Shelter-in-place directives have been used to regulate public gatherings like church services, determine how many people can go on a boat (regardless of its size), or to prohibit individuals from leaving their homes for a walk.
Some elected officials, in a move that would have made the East German Secret Police, the STASI, proud, have called on citizens to spy on their neighbors and to report to police those who violate shelter-in-place directives.
Even more worrisome are proposals by companies like Apple or Google to track the movement of individual Americans in order to facilitate social tracing -- the identification of people who have been in close proximity to infected individuals. In Hong Kong, leaders of the pro-democracy movement have already accused Chinese security authorities of using social tracing to identify supporters of the group.
Additionally, social media sites like YouTube, Twitter and Facebook have announced that they will censor posts that they believe constitute misinformation on the COVID-19 pandemic.
The trouble with that policy is that misinformation is being defined as any posting that runs contrary to the conventional wisdom, even though events have shown that such wisdom has often been wrong. Censoring such posts is nothing less than the suppression of anything that challenges the official orthodoxy.
Equally worrisome is that many states are organizing armies of social tracers to identify the contacts of individuals who test positive for COVID-19. Social tracing plays an important role in limiting the spread of the disease. The creation of an army of social tracers, however, feels perilously close to a sort of hygienic secret police: a modern-day inquisition designed to enforce state imposed medical orthodoxy.

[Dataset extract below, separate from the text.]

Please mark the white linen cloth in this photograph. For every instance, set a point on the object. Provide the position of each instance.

Experience indicates that such organizations, once created, tend to persist and their mandates to expand, even when their official purpose becomes obsolete. The potential for such organizations to become overly intrusive, especially when they have access to contact and movement information from cellphones, is very troubling.
George Orwell would have no trouble recognizing this new normal -- in which Big Brother, in the guise of protecting your health, is constantly looking over your shoulder. He described it eloquently more than 70 years ago.
Benjamin Franklin summed it up best when he observed, "Those who would give up essential liberty, to purchase a little temporary safety, deserve neither liberty nor safety."
While the context of Franklin's quote remains hotly debated, its essential message is clear.
The erosion of individual rights at the hand of big government and big tech may be the overriding legacy of the COVID-19 pandemic and the defining feature of the new normal, and that is frightening.